When the Count had finished his speech, he desired leave to call in his witnesses, which was granted; when immediately there came to the bar a man with a hat drawn over his eyes in such a manner that it was impossible to see his face. He spoke in the spirit, nay in the very language of the Count, repeated his arguments, and confirmed his assertions. Being asked his name; he said the world called him Mercator; but as for his true name, his age, his lineage, his religion, his place of abode, they were particulars, which for certain reasons he was obliged to conceal. The Court found him such a false, shuffling, prevaricating rascal, that they set him aside as a person unqualified to give his testimony in a Court of Justice; advising him at the same time, as he tendered his ears, to forbear uttering such notorious falsehoods as he had then published. The witness however persisted in  his contumacy, telling them he was very sorry to find, that notwithstanding what he had said, they were resovled to be as arrant fools as all their forefathers had been for a hundred years before them.

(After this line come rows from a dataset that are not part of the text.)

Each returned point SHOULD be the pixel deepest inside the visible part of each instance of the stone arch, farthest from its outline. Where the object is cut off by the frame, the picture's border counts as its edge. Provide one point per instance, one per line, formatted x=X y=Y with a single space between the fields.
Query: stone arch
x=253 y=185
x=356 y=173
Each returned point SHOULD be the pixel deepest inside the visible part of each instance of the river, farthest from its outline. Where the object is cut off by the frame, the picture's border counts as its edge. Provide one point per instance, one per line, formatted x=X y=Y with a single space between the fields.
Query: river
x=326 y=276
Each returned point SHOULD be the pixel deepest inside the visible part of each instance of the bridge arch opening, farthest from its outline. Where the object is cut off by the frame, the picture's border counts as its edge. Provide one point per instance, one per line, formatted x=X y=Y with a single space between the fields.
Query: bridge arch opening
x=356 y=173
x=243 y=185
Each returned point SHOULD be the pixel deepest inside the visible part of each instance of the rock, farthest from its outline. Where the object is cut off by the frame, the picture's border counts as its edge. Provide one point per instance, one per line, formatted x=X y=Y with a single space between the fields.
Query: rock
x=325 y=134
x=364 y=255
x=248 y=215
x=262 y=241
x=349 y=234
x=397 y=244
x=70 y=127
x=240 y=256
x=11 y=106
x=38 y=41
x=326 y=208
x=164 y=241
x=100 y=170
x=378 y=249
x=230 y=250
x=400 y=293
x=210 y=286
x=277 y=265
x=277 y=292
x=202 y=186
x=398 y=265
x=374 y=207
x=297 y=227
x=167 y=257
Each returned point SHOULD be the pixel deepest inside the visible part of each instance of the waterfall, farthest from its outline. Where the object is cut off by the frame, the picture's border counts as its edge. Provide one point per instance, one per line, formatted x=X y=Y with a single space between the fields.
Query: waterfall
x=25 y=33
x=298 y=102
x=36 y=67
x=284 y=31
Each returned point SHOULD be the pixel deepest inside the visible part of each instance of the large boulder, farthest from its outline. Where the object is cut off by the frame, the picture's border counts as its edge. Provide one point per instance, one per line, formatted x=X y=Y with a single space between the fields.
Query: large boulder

There came up antoher witness, who spoke much to the reputation of Count Tariff. This was a tall, black, blustering preson, dressed in a Spanish habit, with a plume of feathers on his head, a Golillio about his neck and a long Toledo sticking out by his side: his garments were so covered with tinsel and spangles, that at a distance he seemed to be made up of silver and gold. He called himself Don Assiento, and mentioned several nations that had sought his friendship; but declared that he had been gained over by the Count; and that he was come into these parts to enrich every one that heard him. The Court was at first very well pleased with his figure, and the promises he made them; but upon examination found him a true Spaniard: nothing but shew and beggary. For it was fully proved, that notwithstanding the boasts and appearance which he made, he was not worth a groat: nay, that upon casting up his annual expences, with the debts and incumbrances which lay upon his estate, he was worse than nothing.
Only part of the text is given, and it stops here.